Sunday, August 25, 2013

Cioppino - Italian Fish Stew

San Francisco is a seafood lovers kind of city. I visited a few years back and I was blown away by all of the great seafood available in this fine city. One dish that I tried for the first time was Cioppino. I can best describe this seafood stew with one word...AWESOME!!

I am a big soup guy anyway, but the flavors that come out in this soup, are to die for. I used as much fresh local seafood as I could for this recipe. Rockfish from the Chesapeake, Clams from Indian River Inlet in Delaware, and Mussels from a farm in Delaware. The Shrimp and Scallops are not available around here, so I just picked them up at the store. For the fish stock, I used some frozen clam juice that I saved from steaming a batch earlier in the summer. 
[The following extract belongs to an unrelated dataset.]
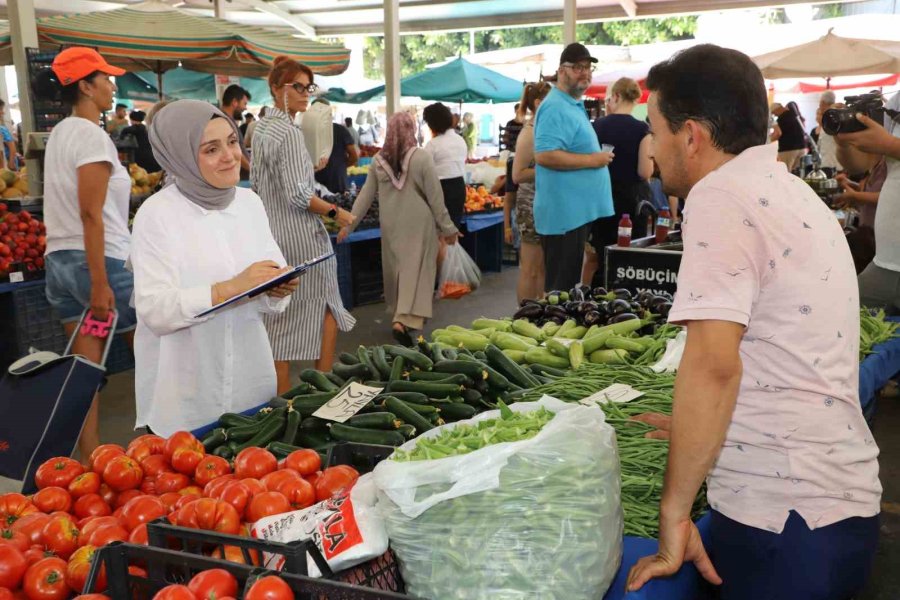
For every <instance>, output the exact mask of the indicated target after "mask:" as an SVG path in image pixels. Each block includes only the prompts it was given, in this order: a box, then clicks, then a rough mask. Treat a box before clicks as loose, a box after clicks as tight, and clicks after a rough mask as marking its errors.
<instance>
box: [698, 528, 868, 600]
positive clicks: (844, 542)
mask: <svg viewBox="0 0 900 600" xmlns="http://www.w3.org/2000/svg"><path fill="white" fill-rule="evenodd" d="M878 526H879V516H878V515H876V516H874V517H868V518H863V517H851V518H849V519H845V520H843V521H839V522H837V523H834V524H833V525H828V526H827V527H821V528H819V529H814V530H810V529H809V527H807V526H806V522H805V521H804V520H803V518H802V517H801V516H800V515H799V514H798V513H796V512H795V511H791V513H790V517H789V518H788V520H787V523H786V524H785V526H784V531H782V532H781V533H780V534H778V533H772V532H770V531H766V530H764V529H757V528H756V527H750V526H747V525H743V524H741V523H738V522H737V521H734V520H732V519H729V518H728V517H726V516H725V515H723V514H721V513H719V512H716V511H712V523H711V527H710V547H709V548H708V550H709V554H710V558H711V559H712V562H713V566H715V568H716V571H717V572H718V573H719V576H720V577H721V578H722V586H721V589H720V594H721V595H720V598H721V600H850V599H851V598H853V596H854V594H857V593H859V592H860V591H861V590H862V588H863V586H864V585H865V583H866V580H867V579H868V578H869V571H870V570H871V567H872V559H873V557H874V556H875V551H876V550H877V548H878Z"/></svg>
As you are starting to realize, this soup was invented using whatever ingredients were available at the time. So to be as authentic as possible...do the same thing. Use what you have available. 

Ingredients:
4 cloves of Garlic, Chopped
1 stalk of Celery, finely minced
1 small Onion, finely chopped
2 Tbsp of Fresh Parsley, chopped
2 Tbsp of Olive Oil
Pinch of Hot Pepper Flakes
1 Cup of Pinot Grigio (or whatever white wine you have sitting around)
15 oz can of Crushed or Diced Tomatoes
3 Cups of Fish Stock

Seafood:
1 Pound fish fillets
1 pound of Mussels, cleaned, 1 pound of Clams, cleaned
1 pound of Shrimp, peeled and deveined, 1/2 pound of Bay Scallops
Salt and Pepper to taste

1) Add the oil in a large pot and preheat over medium high heat. Add the onion, garlic, celery,  pepper flakes and parsley, season with salt and pepper and cook for about 3 to 4 minutes or until the veggies begin to cook down.

2) Add the wine and let it cook for a minute. Add the tomatoes and the fish stock. Let the mixture come up to a boil and cook for about 15 minutes, season with salt and pepper.

3) Add the seafood and cover with a lid, cook for about 5 to 10 minutes or until all the shellfish has opened and the shrimp and scallops are firm.
4) Ladle into bowls, add a pinch or two of chopped fresh parsley, and serve with some crusty garlic bread. Enjoy!